Ein gewerbliches Muster oder Modell ist die äußere Erscheinungsform eines Erzeugnisses, die durch seine Linien, Konturen oder Gestalt gekennzeichnet ist. Die Vorschläge für eine überarbeitete Verordnung und Richtlinie über gewerbliche Muster und Modelle modernisieren den bestehenden Gemeinschaftsrahmen für Muster und Modelle und die parallelen nationalen Musterregelungen, die vor 20 Jahren geschaffen und harmonisiert wurden. Die überarbeiteten Vorschriften werden dazu beitragen, die Bedingungen für die Innovationstätigkeit der Unternehmen weiter zu verbessern. Gleichzeitig wird mit den Vorschriften ein ausgewogeneres Konzept für den Geschmacksmusterschutz eingeführt. So wird sichergestellt, dass Geschmacksmuster für Ersatzteile nachgebaut werden können, was den Verbrauchern eine größere Auswahl bei der Reparatur komplexer Produkte, insbesondere von Autos, ermöglicht.
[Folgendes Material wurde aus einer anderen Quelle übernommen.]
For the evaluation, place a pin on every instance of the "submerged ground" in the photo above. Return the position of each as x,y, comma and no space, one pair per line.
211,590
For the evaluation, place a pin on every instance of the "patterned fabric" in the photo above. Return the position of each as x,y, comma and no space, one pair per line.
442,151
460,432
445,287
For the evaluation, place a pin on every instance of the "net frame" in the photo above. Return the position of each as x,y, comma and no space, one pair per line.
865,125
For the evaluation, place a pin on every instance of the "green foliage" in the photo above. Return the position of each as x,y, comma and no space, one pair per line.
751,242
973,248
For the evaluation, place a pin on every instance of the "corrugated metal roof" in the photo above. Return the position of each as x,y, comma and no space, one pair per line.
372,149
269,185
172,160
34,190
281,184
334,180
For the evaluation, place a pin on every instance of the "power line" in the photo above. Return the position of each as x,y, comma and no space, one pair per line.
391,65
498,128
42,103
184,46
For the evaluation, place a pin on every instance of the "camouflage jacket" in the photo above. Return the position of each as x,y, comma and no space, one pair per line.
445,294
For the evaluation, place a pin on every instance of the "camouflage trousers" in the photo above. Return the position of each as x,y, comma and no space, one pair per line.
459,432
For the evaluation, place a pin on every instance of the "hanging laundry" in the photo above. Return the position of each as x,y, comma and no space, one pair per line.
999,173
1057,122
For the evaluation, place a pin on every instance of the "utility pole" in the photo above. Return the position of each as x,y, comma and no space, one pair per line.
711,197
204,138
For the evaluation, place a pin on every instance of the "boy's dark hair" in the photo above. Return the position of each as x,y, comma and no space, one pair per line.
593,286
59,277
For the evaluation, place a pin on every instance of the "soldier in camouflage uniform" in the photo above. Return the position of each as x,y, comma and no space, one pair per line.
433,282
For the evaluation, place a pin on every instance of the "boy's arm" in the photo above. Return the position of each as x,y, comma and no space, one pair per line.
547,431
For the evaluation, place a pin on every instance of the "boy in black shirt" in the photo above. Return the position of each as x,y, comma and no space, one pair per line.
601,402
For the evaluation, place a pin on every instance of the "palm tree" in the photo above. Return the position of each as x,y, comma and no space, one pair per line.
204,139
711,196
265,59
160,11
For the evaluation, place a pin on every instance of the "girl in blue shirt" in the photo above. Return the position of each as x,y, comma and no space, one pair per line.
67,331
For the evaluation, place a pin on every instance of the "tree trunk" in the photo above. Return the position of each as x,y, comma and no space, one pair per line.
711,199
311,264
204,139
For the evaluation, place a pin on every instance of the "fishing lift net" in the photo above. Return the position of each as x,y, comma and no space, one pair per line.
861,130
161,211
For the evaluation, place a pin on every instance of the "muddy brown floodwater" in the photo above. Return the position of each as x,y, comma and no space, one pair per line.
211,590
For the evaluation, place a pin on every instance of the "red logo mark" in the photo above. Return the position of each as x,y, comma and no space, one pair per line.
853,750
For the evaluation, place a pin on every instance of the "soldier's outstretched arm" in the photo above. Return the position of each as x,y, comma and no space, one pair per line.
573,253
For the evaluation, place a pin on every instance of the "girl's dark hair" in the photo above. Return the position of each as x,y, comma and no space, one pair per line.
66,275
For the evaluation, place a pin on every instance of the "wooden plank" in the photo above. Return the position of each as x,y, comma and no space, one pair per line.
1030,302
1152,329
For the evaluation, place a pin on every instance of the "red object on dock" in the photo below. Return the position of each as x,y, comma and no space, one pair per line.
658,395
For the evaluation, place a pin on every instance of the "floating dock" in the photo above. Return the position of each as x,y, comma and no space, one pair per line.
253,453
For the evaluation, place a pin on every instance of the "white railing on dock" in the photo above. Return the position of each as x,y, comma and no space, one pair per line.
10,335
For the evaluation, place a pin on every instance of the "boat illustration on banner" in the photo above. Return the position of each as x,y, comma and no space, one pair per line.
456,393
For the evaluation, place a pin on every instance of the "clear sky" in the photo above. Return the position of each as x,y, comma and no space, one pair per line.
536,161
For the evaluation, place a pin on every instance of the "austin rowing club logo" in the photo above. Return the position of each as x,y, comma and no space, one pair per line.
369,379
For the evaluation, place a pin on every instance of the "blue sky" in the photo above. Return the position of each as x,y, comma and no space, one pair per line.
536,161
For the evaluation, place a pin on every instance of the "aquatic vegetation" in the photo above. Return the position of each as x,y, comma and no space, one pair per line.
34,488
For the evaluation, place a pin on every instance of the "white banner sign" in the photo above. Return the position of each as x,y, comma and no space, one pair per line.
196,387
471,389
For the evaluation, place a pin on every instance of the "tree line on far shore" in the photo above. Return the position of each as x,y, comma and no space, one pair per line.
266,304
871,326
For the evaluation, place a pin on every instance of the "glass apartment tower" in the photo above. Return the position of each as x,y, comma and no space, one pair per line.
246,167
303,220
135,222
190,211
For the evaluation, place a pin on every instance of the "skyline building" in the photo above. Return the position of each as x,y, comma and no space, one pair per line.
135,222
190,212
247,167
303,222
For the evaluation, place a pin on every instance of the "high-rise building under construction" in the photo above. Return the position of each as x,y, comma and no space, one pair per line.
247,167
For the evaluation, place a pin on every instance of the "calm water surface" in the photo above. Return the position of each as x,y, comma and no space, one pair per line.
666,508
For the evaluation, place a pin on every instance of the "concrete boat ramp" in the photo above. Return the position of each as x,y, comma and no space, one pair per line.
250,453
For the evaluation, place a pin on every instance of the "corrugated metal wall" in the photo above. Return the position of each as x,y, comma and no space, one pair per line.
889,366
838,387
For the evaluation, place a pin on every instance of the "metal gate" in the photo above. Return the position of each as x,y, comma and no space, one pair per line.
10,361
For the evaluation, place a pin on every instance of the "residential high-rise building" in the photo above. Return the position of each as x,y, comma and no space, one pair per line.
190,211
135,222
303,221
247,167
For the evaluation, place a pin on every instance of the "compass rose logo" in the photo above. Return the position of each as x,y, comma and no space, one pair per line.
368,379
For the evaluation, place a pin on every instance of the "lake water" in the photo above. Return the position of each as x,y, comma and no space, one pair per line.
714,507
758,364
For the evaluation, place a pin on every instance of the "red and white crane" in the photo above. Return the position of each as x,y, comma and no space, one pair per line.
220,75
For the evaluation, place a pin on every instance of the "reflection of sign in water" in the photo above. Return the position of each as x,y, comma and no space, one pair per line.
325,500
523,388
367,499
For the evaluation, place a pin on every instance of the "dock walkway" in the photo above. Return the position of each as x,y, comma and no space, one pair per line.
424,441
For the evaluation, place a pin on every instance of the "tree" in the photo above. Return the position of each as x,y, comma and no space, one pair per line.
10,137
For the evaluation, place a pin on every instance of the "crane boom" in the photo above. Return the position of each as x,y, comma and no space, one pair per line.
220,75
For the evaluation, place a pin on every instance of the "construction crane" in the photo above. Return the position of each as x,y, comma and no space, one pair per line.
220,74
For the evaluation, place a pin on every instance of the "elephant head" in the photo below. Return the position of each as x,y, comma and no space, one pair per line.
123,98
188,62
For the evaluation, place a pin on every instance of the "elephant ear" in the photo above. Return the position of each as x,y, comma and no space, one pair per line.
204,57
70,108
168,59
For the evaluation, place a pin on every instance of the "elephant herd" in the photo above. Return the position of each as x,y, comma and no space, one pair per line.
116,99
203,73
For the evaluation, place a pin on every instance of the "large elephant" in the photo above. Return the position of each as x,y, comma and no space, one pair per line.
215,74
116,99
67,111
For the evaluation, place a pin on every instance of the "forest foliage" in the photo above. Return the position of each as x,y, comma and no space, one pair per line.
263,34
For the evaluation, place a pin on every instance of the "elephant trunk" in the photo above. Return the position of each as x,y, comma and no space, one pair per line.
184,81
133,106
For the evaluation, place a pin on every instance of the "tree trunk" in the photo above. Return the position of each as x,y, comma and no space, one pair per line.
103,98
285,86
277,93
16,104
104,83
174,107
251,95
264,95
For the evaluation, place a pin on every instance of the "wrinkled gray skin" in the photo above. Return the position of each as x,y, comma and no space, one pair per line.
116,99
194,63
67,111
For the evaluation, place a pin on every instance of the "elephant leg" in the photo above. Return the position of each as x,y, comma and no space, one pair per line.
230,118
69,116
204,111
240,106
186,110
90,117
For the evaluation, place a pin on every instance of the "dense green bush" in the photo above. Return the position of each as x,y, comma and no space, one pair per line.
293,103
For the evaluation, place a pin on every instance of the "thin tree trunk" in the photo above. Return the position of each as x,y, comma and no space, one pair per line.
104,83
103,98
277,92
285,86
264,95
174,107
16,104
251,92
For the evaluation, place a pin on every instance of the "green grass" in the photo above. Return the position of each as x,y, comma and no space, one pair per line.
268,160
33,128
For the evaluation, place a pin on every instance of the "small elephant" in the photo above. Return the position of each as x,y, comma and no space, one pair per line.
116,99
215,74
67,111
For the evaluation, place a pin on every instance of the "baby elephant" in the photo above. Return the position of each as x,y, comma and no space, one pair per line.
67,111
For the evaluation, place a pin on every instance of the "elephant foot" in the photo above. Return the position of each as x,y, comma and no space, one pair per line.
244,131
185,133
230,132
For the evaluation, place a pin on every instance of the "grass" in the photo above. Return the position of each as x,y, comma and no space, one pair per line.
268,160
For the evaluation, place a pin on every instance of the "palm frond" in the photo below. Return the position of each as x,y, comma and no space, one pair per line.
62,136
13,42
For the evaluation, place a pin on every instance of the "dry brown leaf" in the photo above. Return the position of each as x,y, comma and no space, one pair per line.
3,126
Die beiden Vorschläge werden:

  • Vereinfachung und Straffung des Verfahrens für die EU-weite Eintragung eines Geschmacksmusters: Durch die Erleichterung der Vorlage von Geschmacksmustern in einer Anmeldung (z. B. durch die Einreichung von Videodateien) oder die Kombination mehrerer Geschmacksmuster in einer Anmeldung sowie durch die Senkung der für die ersten zehn Schutzjahre zu entrichtenden Gebühren werden die neuen Vorschriften den Schutz von eingetragenen Gemeinschaftsgeschmacksmustern zugänglicher, effizienter und erschwinglicher machen, insbesondere für einzelne Entwerfer und KMU.
  • Harmonisierung der Verfahren und Gewährleistung der Komplementarität mit den nationalen Geschmacksmustersystemen: Der neue Rechtsrahmen zielt darauf ab, eine größere Komplementarität zwischen der EU-Ebene und den nationalen Vorschriften zum Schutz von Mustern und Modellen zu gewährleisten, z. B. in Bezug auf die Anforderungen für die Eintragung von Mustern und Modellen oder die Vereinfachung der Vorschriften für die Nichtigerklärung eingetragener Muster und Modelle. Dies wird dazu beitragen, gleiche Wettbewerbsbedingungen für Unternehmen in ganz Europa zu schaffen.
  • Ermöglichung der Reproduktion von Originalgeschmacksmustern zu Reparaturzwecken bei komplexen Erzeugnissen: Durch die Einführung einer EU-weiten "Reparaturklausel" in die Geschmacksmusterrichtlinie werden die neuen Vorschriften dazu beitragen, zu öffnen und den Wettbewerb auf dem Ersatzteilmarkt zu verstärken. Dies ist besonders wichtig für den Kfz-Reparatursektor, wo es in allen EU-Ländern rechtlich möglich sein sollte, identische Karosserieteile für die Reparatur nachzubauen, um das ursprüngliche Aussehen wiederherzustellen. Die vorgeschlagene ³eReparaturklausel³c sollte nur für künftige Geschmacksmuster sofortige Rechtswirkung haben, während bereits geschützte Geschmacksmuster während einer Übergangszeit von zehn Jahren geschützt bleiben sollten.

Hintergrund

Die Vorschläge der EU-Kommission folgen auf den im November 2020 angenommenen Aktionsplan für geistiges Eigentum, in dem die Kommission ankündigte, dass sie die EU-Rechtsvorschriften zum Geschmacksmusterschutz nach der erfolgreichen Reform des EU-Markenrechts überarbeiten würde. Grundlage hierfür waren die Ergebnisse einer umfassenden Evaluierung des Markenrechts, die gezeigt hat, dass die Geschmacksmustersysteme in der EU zwar insgesamt gut funktionieren, aber dennoch Mängel aufweisen, die behoben werden müssen. Außerdem wurde die Kommission von Interessengruppen, dem Rat und dem Europäischen Parlament aufgefordert, die Rechtsvorschriften über gewerbliche Muster und Modelle in der EU zu modernisieren und weiter zu harmonisieren.